An update has been provided on the progress of the St Albans Local Plan following last week's General Election.

The long-awaited plan is likely to see areas of Green Belt land in St Albans and Harpenden released to meet the demand for 15,000 new homes by 2041.

The issue of whether or not to build homes on Green Belt land has been a hotly contested topic both locally and nationally, with Britain's deepening housing crisis clashing with environmental concerns.

Following last Thursday's poll and a June 25 meeting of the St Albans City and District Council Planning Policy and Climate Committee, an update to residents has been provided.

Councillors have been told that the draft plan is being amended and will be published in October, with a two month public consultation to follow.

Housing policy has been put firmly under the spotlight this week following the change of government, with new Chancellor Rachel Reeves using a speech on Monday to announce the return of government housing targets and a review of Green Belt boundaries.

Labour want to build 1.5 million houses over the next five years.

Read more:

• St Albans: 'Imperative' that Local Plan is submitted by mid-2025

• Local Plan 'will fail' say campaign group

• St Albans and Harpenden: The areas to be released from Green Belt

But council leader Cllr Paul de Kort (Liberal Democrat, Harpenden East) said: "The government has been watching our attempts to produce a new Local Plan very closely, threatening to intervene if we do not make swift progress.

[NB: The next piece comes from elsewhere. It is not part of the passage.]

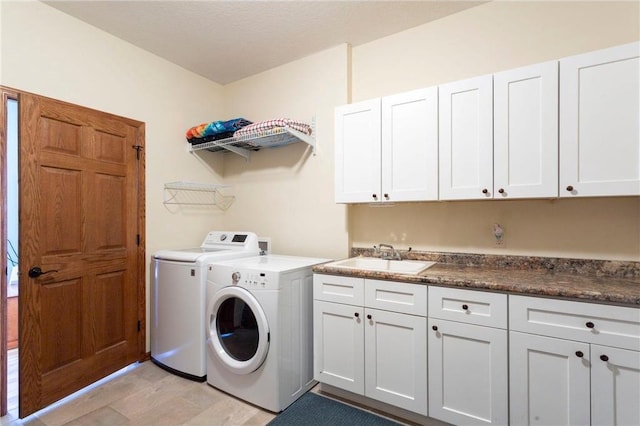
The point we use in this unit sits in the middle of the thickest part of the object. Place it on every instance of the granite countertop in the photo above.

"It is far better if locally-elected representatives decide on the details of our Local Plan rather than Whitehall, which will not have a feel for the area. 

"It is also vital that we establish an effective defence against piecemeal development proposals which do not meet the needs of our communities.

"The Local Plan is an evolving document and should the housing requirement change, we can make appropriate revisions."

The housing crisis is particularly acute in St Albans with housebuilding on the decline, and rents continually rising.